Riverbank, très belle chanson au piano, avec son texte et ses arrangements très simples, est une allusion au suicide d’Ophélie dans Hamlet et à la guerre du Vietnam, à toutes ses femmes qui ont perdu un mari ou un fils.

Le très rageur Russian Roulette est une attaque ouverte aux grandes puissances (USA, France, Allemagne, Russie, Japon), dont CALE juge responsables de tous ces méfaits, et où les guitares furieuses l’accompagnent dans ses vociférations. Il en profite aussi pour parler du KKK, après avoir lu dans un article un fait divers dramatique lié à cette organisation d’extrême droite (un événement qui amena à l’écriture de cette chanson) et de Ronald REAGAN qu’il compare à John WAYNE et qui allait devenir le nouveau président des États-Unis.

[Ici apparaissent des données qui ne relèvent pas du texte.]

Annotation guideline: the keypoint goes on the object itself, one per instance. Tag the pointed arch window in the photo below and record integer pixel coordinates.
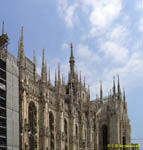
(32, 116)
(66, 133)
(52, 130)
(105, 136)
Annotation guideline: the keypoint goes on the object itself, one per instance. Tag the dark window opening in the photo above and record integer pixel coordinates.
(32, 126)
(124, 142)
(105, 137)
(51, 129)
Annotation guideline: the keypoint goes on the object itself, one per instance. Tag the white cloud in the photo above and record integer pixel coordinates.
(115, 52)
(141, 25)
(119, 33)
(65, 46)
(140, 4)
(84, 52)
(104, 12)
(67, 11)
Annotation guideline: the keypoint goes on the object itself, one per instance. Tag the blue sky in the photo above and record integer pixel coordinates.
(107, 37)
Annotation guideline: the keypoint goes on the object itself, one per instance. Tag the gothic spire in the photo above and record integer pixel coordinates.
(43, 72)
(84, 81)
(124, 95)
(21, 49)
(55, 78)
(124, 100)
(46, 70)
(3, 32)
(49, 76)
(89, 90)
(59, 78)
(34, 62)
(114, 86)
(101, 92)
(72, 61)
(62, 80)
(119, 89)
(80, 78)
(34, 58)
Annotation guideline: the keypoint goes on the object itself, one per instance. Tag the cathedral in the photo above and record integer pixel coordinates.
(62, 116)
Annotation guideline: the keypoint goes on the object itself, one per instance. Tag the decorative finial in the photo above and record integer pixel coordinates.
(59, 78)
(84, 82)
(22, 30)
(119, 89)
(34, 57)
(49, 76)
(55, 78)
(3, 28)
(114, 86)
(101, 92)
(124, 95)
(43, 56)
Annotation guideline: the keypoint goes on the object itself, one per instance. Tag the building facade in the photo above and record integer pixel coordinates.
(9, 99)
(62, 116)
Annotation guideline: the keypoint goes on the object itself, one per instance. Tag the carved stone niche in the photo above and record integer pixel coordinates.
(71, 140)
(58, 136)
(47, 132)
(26, 125)
(75, 140)
(63, 136)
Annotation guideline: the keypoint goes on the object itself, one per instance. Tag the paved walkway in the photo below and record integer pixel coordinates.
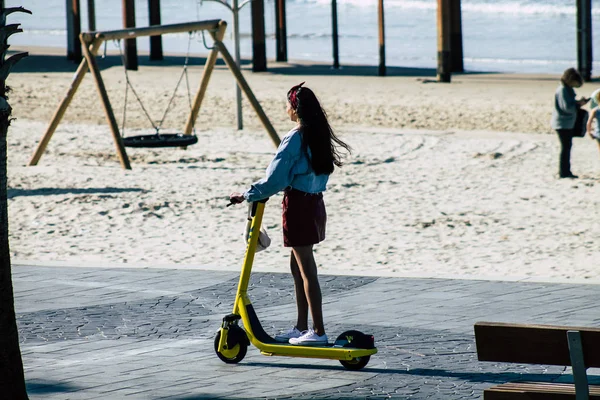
(100, 333)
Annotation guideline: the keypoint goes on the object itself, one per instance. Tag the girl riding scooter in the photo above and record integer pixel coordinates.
(304, 160)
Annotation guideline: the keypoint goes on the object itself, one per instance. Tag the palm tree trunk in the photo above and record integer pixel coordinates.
(12, 379)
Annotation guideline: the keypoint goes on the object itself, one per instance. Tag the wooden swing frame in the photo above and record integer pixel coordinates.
(91, 43)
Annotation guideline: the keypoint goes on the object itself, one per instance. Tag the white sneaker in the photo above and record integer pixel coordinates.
(285, 337)
(310, 338)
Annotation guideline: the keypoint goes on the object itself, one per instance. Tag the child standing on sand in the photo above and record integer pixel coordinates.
(304, 160)
(564, 117)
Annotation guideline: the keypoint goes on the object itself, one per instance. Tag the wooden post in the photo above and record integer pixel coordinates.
(91, 16)
(73, 30)
(584, 38)
(155, 41)
(110, 116)
(456, 53)
(334, 35)
(206, 73)
(380, 12)
(259, 47)
(62, 107)
(280, 30)
(131, 61)
(443, 26)
(246, 89)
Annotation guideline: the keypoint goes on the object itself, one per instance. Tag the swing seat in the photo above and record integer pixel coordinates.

Après la sortie du disque en mars, CALE et ses musiciens partent en tournée aux États-Unis puis en Europe. Ils vont sur les routes à bord d’une camionnette à dix huit places (le label refusant de payer un bus), qui tombait souvent en panne. La vie en tournée n’est pas une chose facile : jouer dans des petites salles, gagner peu d’argent, l’essentiel étant dépenser en divers frais (nourriture, hébergement), se coucher tard (pas avant 2 heures du matin) pour se lever à 8h et reprendre la route… En résumé, ils passaient plus de temps dans la camionnette que dans un motel.

Au final, nous retrouvons un John CALE épuisé, affaibli nerveusement, toujours préoccupé par les mêmes thèmes (les victimes des guerres, de la vie, de la société). C’est par ce contexte plutôt préoccupant que CALE va travailler sur ce qui va devenir l’un de ses chefs-d’œuvre, épisode final d’une trilogie amorcée avec The End de NICO (1974), et poursuivie avec Before and After Science de Brian ENO (1977) : trois albums réunis par cette même idée d’une réduction progressive de l’instrumentation utilisée. Music for a New Society (dont certaines chansons sont liées à Honi Soit ; notamment Sanities avec Wilson Joliet où nous retrouvons le même personnage féminin : « She was so afraid »… « Of everything she said ») sortira en août 1982.